Westdeutsche Allgemeine Zeitung
WAZ: Wulff in Stahlgewittern. Leitartikel von Ulrich Reitz
Essen (ots)
Hätte Angela Merkel wissen müssen, von welcher Art ihr Kandidat für das höchste Staatsamt ist? Hätte sie nicht nur mit seiner Routine als Spitzenpolitiker rechnen müssen, sondern auch mit der Rückseite dieser Medaille, seiner außerordentlich bemerkenswerten Abgebrühtheit?
Krieg, Stahlgewitter - geht's noch? Für seine Entgleisungen gegenüber dem Bild-Chefredakteur hat Christian Wulff sich entschuldigt. Dass er danach auch noch auf den Springer-Vorstandschef losgegangen ist, hat er verschwiegen. Eine halbe Wahrheit mehr. Nun wird deutlich, dass Wulffs Entschuldigung nicht ernst gemeint war. Der Präsident hat ergo nicht nur ein taktisches Verhältnis zur Wahrheit, sondern auch ein taktisches Verhältnis zur Entschuldigung. Wie wenig es Wulff wirklich ernst gemeint hat, offenbart eine andere Geschichte. Der Präsident hat einen Reporter der "Welt am Sonntag" nicht nur eingeschüchtert, sondern dies in seinem Auftritt im Fernsehen auch noch verharmlost. Und er folgte dem selben Muster wie beim Bild-Chef: Intervention beim Chefredakteur, Intervention beim Vorstandschef und der Versuch, über die Kanzlerin an die Handy-Nummer von Friede Springer zu kommen. Es ist schier unglaublich. Unglaublich unsouverän.
Es zeigt sich: Wulff wähnt sich in einem Krieg mit den Journalisten, er sieht sich ohne mit der Wimper auch nur zu zucken in diesem Krieg als Opfer. Und er ist bereit, sich einzumauern. Ernst Jünger im Schützengraben im Ersten Weltkrieg, dieses Bild bemüht der Bundespräsident, um seinen Bediensteten zu erläutern, um was es aus seiner Sicht geht. Hätte Angela Merkel gewusst von den kostenlosen Urlaubsflügen zu den Ferienvillen von Wirtschaftsführern, für deren Belange er sich vehement eingesetzt hatte (Versicherungen), von den Flugzeug-Höherstufungen und so weiter: Sie hätte Christian Wulff nie als Bundespräsident vorschlagen dürfen, sie, die ein klares Gefühl hat, was in puncto Vorteilsnahme geht und was nicht.

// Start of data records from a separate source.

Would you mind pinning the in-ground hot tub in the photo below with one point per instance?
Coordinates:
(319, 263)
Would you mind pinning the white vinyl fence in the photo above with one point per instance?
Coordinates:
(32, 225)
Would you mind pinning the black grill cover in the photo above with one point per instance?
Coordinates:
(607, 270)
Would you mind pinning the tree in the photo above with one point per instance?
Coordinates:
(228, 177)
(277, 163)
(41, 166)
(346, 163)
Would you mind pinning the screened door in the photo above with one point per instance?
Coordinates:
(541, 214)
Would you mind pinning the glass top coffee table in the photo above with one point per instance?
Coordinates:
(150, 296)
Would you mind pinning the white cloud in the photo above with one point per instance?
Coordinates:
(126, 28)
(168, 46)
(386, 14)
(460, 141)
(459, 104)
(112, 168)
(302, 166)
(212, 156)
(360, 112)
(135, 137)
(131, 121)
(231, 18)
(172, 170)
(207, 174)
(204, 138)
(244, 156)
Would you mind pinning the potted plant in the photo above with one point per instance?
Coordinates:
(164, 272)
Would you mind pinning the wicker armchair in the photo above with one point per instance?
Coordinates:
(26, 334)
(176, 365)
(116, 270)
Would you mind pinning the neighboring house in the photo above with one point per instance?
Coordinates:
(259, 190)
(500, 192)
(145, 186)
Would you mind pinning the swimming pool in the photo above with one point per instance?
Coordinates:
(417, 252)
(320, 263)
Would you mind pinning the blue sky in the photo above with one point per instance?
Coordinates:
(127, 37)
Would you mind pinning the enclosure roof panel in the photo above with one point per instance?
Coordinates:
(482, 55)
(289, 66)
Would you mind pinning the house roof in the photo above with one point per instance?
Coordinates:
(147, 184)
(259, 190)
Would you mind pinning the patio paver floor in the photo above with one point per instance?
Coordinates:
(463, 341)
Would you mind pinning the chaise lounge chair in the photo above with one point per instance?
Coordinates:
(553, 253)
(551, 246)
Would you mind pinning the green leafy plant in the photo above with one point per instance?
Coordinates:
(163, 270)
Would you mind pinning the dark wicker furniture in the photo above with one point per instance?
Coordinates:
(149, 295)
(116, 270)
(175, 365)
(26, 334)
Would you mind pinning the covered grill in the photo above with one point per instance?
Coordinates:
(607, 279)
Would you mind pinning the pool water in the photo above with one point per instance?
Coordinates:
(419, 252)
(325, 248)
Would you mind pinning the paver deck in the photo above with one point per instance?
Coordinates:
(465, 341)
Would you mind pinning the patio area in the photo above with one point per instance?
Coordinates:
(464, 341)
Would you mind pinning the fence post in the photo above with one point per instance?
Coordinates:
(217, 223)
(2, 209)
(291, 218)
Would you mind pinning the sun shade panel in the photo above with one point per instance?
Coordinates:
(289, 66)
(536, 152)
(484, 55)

Was man Merkel vorwerfen muss, ist daher von anderem Kaliber: Sie hat das Amt für sich abgehakt. Hauptsache, es funktioniert und macht keinen Ärger. Was man ihr vorwerfen kann, ist, dass sie sich in Wulff getäuscht hat. Heute ist sie mit Sicherheit klüger.
Fazit: SPD-Chef Gabriel bietet Merkel eine gemeinsame Lösung an. Natürlich ist das nicht frei von Taktik. Gleichwohl: Sie sollte annehmen. Als Chance für das Amt.